Courtesy of

Courtesy of

“The thing about Fox News,” said John Cleese as he sat onstage at the Granada Theater, “is that when you bring up ‘quality programming,’ they have to go find a dictionary.” The packed theater laughed at the jibe, and Cleese himself smiled back, happy that he was still succeeding in what he has enjoyed doing since his childhood: making people laugh.

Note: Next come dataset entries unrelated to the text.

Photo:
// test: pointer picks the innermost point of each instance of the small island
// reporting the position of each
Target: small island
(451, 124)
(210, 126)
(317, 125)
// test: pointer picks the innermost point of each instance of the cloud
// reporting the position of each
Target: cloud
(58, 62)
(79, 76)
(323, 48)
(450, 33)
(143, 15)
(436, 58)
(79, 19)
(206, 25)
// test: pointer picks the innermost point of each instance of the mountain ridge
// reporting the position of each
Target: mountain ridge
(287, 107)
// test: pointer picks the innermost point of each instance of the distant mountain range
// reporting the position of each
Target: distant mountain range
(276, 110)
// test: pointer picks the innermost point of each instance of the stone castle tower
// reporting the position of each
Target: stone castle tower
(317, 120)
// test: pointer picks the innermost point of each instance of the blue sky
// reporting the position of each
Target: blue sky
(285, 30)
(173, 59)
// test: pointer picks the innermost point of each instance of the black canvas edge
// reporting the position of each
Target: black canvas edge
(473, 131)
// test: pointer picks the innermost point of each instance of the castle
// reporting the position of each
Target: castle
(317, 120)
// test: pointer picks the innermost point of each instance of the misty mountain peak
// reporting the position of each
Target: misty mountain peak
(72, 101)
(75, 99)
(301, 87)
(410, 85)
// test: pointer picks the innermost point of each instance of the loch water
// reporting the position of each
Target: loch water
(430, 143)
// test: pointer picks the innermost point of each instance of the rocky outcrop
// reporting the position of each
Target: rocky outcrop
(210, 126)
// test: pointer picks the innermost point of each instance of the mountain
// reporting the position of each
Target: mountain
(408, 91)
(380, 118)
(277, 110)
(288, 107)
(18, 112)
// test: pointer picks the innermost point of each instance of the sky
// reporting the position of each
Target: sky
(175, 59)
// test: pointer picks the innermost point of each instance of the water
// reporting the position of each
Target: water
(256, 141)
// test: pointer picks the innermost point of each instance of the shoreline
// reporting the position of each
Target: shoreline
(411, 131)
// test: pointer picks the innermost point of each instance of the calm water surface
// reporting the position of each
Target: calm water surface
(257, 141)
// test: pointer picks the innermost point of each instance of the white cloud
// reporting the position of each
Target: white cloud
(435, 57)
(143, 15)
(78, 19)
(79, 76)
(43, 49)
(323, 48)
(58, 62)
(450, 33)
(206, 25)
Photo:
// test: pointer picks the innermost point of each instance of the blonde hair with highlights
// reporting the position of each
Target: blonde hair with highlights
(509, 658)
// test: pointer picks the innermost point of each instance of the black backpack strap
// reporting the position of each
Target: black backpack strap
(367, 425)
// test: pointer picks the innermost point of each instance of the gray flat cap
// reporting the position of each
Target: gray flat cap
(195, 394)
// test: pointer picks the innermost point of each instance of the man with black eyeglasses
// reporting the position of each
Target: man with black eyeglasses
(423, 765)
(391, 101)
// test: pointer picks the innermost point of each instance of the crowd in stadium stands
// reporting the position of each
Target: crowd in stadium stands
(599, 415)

People of all kinds piled into the Granada to see John Cleese. Most of them were older, and most likely fans of the British comedian since he first became popular in America in the seventies. In addition, younger fans like myself sprinkled sparsely amongst the crowd, and I spotted UCSB Film and Media Studies Professor Joe Palladino. Ironically, I did not see Python-enthusiast (and Englishman) Professor Daryl Cooper. According to a fellow UCSB student with whom I befriended during the show, she had never seen the Granada so packed before. And honestly, I wasn’t surprised. This was as close as it got to meeting a god.

Cleese’s longtime friend and collaborator Terry Hughes, director of “3rd Rock from the Sun” and “Monty Python Live at the Hollywood Bowl,” was introduced first. Afterwards, the host chatted about Cleese and his many accomplishments, at which point a hand poked out from offstage to wave dismissively at him, to the crowd’s delight. The introductions ended, and he was on-stage. The crowd applauded as loud as they could as the towering Cleese appeared with Hughes.

Throughout the event, Cleese provided enough humor to make the price of admission seem inconsequential. At one point, he made some extremely amusing analyses on his fellow Pythons (he joked about Terry Jones’s obtuseness and Terry Gilliam’s inability to tell a straightforward story), read a Python-like sketch with Hughes and answered questions from the crowd (I barely missed the chance to ask him if I look like Rowan Atkinson, as many have told me over the past several years). Cleese was able to keep the crowd laughing throughout the entire event with witticisms, risible anecdotes and a few zingers directed at Rupert Murdoch, English tabloid The Daily Mail and Fox News.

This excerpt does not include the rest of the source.